私がウィギンズの報告を吟味していると、部屋の電話がけたたましく鳴り響いた。執事が受話器を取り、私に繋ぐ。相手はレストレード警部だった。その声は、興奮と混乱で上ずっている。
「ホームズ様! ご報告が! メアリー・アンの足取りを追ったところ、ライムハウスの骨董商に行き着きました! しかし…!」
「その店の主人が、死体で発見された。そうだろう、警部」
私が静かに告げると、電話の向こうでレストレードが息を呑む音が聞こえた。
「な…なぜそれを…! はい、その通りです。今朝、店の奥で冷たくなっているのが見つかりました。検死官によれば、毒殺。昨夜のうちに殺害されたものと。部屋はひどく荒らされており、我々は、日本の組織が口封じのために…」
「少し違うな」と私は遮った。「犯人はまだ『箱』を手に入れていない。骨董商は、箱の在り処を知っていた最後の人間だったのだろう。だから殺された。犯人は情報を得るために彼に近づき、用が済んだか、あるいは抵抗されたため、彼を殺して店を荒らした。だが、結局、箱は見つからなかったのだ」
私の言葉は、レストレードの性急な結論を粉々に打ち砕いた。彼はしばらく絶句していたが、やがて絞り出すような声で言った。
「では…犯人は、今も『箱』を探して…」
「そうだ。そして、我々は犯人よりも先にそれを見つけ出さねばならん。ご苦労だった、警部。引き続き、加藤大尉の監視と、骨董商の周辺捜査を頼む」
私は一方的に電話を切り、受話器を置いた。そして、部屋の中央に立つウィギンズに向き直る。
「聞いた通りだ、ウィギンズ。舞台は整った。日本の『影』、英国の『公爵』、そして行方知れずの『箱』。三者の鬼ごっこだ」
「旦那様は、その箱の在り処に、もう見当がおつきで?」
ウィギンズの目が、探るように私を見つめる。
「完全ではない。だが、可能性は絞られた」
私は机の上に広げられたロンドンの詳細な地図の上に、指を滑らせた。ホワイトチャペルの犯行現場。ライムハウスの骨董店。それらを結ぶ線。そして、メアリー・アンの行動範囲。

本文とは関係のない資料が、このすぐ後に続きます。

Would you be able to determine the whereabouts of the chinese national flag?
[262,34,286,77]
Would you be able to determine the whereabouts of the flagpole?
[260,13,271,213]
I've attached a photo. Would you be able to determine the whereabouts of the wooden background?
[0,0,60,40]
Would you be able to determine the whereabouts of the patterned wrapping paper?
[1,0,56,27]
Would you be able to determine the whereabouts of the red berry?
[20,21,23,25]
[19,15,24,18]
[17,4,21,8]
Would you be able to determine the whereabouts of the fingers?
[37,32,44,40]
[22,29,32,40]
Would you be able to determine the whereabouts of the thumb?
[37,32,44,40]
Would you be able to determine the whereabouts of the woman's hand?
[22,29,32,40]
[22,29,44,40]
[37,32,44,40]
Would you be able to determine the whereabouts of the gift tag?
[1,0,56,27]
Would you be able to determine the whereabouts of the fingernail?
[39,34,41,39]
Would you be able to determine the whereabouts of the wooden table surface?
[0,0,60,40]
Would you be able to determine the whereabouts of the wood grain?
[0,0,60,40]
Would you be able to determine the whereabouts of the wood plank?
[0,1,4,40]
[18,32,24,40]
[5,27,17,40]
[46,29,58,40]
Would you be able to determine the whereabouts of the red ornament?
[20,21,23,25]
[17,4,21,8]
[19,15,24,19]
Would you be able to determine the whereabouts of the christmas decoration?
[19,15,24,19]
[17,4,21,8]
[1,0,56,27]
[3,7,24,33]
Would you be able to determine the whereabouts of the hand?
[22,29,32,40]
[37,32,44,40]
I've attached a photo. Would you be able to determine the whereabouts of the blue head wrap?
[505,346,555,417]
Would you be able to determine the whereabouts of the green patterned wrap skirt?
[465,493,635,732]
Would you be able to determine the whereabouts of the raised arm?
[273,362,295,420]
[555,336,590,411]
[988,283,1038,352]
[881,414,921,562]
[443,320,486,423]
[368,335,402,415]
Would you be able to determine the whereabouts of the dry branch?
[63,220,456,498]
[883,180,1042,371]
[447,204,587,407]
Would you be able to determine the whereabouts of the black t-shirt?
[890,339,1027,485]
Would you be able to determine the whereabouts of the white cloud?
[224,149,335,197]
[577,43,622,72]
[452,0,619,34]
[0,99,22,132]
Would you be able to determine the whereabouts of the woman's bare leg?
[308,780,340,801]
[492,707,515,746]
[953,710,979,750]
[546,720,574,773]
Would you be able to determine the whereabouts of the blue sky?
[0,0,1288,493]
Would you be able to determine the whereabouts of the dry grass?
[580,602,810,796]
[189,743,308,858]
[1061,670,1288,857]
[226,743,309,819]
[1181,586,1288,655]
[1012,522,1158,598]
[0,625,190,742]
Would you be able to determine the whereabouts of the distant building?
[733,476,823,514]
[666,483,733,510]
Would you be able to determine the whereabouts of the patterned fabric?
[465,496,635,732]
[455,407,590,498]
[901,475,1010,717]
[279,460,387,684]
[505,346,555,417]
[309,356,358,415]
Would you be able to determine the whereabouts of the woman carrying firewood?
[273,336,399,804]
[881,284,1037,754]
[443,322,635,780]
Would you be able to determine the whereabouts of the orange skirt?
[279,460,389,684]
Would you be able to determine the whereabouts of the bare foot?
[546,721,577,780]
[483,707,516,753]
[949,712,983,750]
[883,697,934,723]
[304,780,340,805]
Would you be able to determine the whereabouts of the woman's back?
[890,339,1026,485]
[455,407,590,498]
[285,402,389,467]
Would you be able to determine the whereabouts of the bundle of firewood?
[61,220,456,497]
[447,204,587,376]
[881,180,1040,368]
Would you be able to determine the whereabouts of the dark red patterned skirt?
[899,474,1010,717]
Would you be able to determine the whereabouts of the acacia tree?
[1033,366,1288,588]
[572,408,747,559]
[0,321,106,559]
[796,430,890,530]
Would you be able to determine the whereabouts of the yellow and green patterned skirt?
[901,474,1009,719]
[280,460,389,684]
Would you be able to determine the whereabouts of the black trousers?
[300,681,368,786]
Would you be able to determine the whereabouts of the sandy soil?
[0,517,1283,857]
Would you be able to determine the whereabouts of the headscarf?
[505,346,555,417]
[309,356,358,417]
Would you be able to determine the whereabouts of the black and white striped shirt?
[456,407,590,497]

「プロの諜報員や、老獪な貴族は、合理的に物事を考える。だが、彼らは娼婦メアリー・アンの心を読めなかった。彼女が『箱』を二つの勢力から隠したとすれば、それは彼女にとって最も安全で、最も個人的な場所のはずだ」
私の指が、地図上の一点で止まった。そこは、ホワイトチャペルのはずれにある、小さな教会の墓地だった。記録によれば、メアリー・アンは数年前に幼い娘を病で亡くし、その墓に今でも頻繁に花を供えに行っていたという。警察が見過ごした、取るに足らない情報。
「人は、最も大切なものを、最も大切な思い出の場所に隠す。特に、他に頼るもののない人間はな」
「娘の墓…」ウィギンズが呟いた。
「そうだ。犯人たちは、互いの腹を探り合うことに夢中で、被害者の個人的な背景まで深く探るという発想がなかった。彼らの計算にも、僅かな隙があったというわけだ」
これで、第1章の幕は下りた。切り裂きジャックの亡霊は消え去り、その背後に隠れていた国際的な陰謀の輪郭がはっきりと姿を現した。これはもはや、ロンドン警視庁が扱うべき事件ではない。大英帝国の国益に関わる、私の「仕事」だ。
私はウィギンズに鋭い視線を向けた。
「ウィギンズ。君の部下を数名、その墓地へ向かわせろ。ただし、決して動くな。罠にかかるのが日本の狐か、英国の獅子か、静かに見極めさせるんだ。そして君は、私と共に来る。我々には、彼らが罠にかかる前に、済ませておくべきことがある」
「へい、旦那様。何なりと」
ウィギンズは、まるでこれから始まる危険な遊戯を楽しむかのように、にやりと笑った。
私は窓の外に広がる、霧に沈むロンドンの夜景を見つめた。盤上の駒は、すべて配置された。だが、私は盤上で駒を動かすだけの退屈な遊戯は好かん。
「クレイトン公爵に、会いに行く」
盤外から、キングに直接王手をかける。不愉快な遊戯は、いよいよ佳境を迎えようとしていた。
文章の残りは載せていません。